I also invest in Unit Trusts using cash ($300 / month) via Maybank as I want to get the 3% p.a. interest rate under its SaveUp programme. Again, I am compelled to do so as I do not have any better way to fulfill the SaveUp programme criteria. Much of the criteria involve taking up loans (i.e. spending more money rather than saving)

How I choose the Unit Trusts to invest in?

Due to their high-cost nature, I'd want to buy those with the highest potential returns (often comes with the highest risk). I use Fundsupermart's fund selector (for free even though I am not its customer), to find funds with the following in mind: 
  1. Consistency: check the 3-yr, 5-yr and 10-yr returns for consistency. I generally ignore funds with very high 1 or 3-yr returns but low 10-yr return. 
  2. Underlying portfolio: look at the equity holdings to ensure the fund is investing in trustworthy and high-growth companies preferably ones which control a large market share of their respective industries.
    • avoid those so-called "high-yield bonds" as those are usually non-investment-grade bonds. I think only our CPF-SA is an exception.
  3. Fees: check that there is no redemption charge so you can sell without any sale charge. 
    • There is a risk that the redemption charge may change anytime at the fund manager's discretion.
Many people lost money because they entered at the wrong time, chose the wrong funds or their so-called advisors recommended the wrong funds (usually to line their pockets).

I wonder why there are people buying crappy funds that have been going sideways for years. Such funds still exist today probably because many people are gullible, not financial savvy, and/or they lack the courage to sell to realise their losses. 

Regular Savings Plan?

Many platforms offer some form of regular investment plan that I have since terminated and will avoid for now as I prefer to have more control over the price to buy and sell at (not 100% control though).

Downside

The biggest disadvantages of unit trusts are they don't offer limit orders and the settlement is extremely slow compared to instantaneous buying and selling over exchanges.

Avoiding more fees

I use POEMS as there is no sale charge, no platform fee and no switching cost. It is also a CPFIS administrator meaning you won't incur the $2 / counter / quarter fee from the CPFIS agent bank. FSMOne is also a good alternative with a better user interface and same offering as POEMS.

CPF-SA

I do not invest the SA money as I consider it a 30-year almost-risk-free high-yield "bond". The only risk comes from any CPF policy changes and economy instability.
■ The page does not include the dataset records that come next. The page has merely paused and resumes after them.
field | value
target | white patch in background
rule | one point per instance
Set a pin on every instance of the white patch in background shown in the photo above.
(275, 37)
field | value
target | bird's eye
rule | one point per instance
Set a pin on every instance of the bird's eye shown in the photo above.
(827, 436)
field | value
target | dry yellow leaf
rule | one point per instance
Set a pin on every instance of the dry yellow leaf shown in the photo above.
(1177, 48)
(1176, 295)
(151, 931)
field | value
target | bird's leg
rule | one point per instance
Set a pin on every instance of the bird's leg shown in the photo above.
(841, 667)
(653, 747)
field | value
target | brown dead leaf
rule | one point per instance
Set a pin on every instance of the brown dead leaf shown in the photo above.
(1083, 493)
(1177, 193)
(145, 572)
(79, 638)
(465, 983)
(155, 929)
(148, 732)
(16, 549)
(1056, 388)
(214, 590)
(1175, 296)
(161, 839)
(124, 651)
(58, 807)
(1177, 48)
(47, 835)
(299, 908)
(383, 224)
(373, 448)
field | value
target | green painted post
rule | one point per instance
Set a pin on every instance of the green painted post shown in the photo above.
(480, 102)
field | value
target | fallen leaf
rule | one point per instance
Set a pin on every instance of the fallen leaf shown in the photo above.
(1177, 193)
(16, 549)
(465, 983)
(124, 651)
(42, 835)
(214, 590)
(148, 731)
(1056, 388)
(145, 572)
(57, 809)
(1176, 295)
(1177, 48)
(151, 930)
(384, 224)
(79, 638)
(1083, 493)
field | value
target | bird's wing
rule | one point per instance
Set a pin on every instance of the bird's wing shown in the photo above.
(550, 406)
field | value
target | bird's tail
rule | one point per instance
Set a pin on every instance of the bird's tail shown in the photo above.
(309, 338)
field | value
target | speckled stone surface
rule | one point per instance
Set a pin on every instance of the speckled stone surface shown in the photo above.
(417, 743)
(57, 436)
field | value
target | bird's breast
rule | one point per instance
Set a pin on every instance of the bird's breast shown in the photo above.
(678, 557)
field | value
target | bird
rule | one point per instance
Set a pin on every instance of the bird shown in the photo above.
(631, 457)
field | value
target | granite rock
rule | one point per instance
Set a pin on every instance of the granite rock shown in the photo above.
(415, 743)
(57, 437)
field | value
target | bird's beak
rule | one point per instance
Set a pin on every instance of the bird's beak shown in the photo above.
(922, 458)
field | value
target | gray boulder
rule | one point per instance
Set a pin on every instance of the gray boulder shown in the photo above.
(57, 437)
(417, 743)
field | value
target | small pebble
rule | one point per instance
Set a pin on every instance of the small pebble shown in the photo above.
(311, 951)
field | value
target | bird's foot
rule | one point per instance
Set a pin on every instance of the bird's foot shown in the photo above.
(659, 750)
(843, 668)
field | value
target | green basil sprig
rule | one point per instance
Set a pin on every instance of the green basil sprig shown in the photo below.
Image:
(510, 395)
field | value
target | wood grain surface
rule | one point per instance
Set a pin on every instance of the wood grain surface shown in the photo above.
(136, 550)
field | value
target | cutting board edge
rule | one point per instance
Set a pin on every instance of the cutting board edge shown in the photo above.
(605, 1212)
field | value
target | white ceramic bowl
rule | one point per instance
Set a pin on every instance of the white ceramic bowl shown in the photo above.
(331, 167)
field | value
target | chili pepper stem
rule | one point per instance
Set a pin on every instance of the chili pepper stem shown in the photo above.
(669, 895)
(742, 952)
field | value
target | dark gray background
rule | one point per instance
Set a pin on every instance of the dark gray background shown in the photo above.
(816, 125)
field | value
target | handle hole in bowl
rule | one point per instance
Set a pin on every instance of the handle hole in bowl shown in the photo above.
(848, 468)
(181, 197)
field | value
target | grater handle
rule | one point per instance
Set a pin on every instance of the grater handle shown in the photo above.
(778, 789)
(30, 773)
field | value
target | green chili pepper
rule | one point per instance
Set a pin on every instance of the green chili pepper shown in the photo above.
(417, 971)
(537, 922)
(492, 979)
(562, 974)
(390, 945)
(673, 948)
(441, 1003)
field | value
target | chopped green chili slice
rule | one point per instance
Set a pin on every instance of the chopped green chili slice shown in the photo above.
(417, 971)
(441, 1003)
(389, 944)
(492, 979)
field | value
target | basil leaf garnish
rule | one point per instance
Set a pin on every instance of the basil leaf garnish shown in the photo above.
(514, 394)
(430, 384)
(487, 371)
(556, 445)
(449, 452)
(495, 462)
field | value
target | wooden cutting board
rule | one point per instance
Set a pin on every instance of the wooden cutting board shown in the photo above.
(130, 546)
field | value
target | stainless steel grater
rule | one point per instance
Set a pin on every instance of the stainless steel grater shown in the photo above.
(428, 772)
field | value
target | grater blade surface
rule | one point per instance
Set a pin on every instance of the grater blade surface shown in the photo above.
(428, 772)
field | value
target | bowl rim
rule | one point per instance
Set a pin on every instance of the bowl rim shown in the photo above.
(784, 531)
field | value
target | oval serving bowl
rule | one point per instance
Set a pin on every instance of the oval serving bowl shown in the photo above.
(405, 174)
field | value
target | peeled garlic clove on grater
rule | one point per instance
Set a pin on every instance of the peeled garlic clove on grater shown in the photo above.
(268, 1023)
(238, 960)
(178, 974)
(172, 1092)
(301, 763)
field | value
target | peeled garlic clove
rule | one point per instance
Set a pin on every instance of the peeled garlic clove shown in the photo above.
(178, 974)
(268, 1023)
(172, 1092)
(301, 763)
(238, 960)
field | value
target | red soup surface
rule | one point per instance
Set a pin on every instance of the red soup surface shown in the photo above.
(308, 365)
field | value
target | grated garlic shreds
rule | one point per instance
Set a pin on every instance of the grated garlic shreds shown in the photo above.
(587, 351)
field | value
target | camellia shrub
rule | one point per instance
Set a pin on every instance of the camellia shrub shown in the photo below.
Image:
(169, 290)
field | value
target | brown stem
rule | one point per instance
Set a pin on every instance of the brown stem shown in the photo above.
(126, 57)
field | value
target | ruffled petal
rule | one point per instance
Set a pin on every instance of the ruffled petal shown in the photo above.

Anyway there's nothing good to invest in. The only way to beat a guaranteed 4% is to buy unit trusts as CPF-SA cannot be used for stocks and ETFs. There is a limited set of unit trusts for CPF-SA that is different from that for CPF-OA. In this set, there are very few unit trusts with consistent performance over 4%. The best performing, First State Bridge, only had a 5.4% p.a. ROI for the past 10 years. I think the risk-reward ratio is not worth it.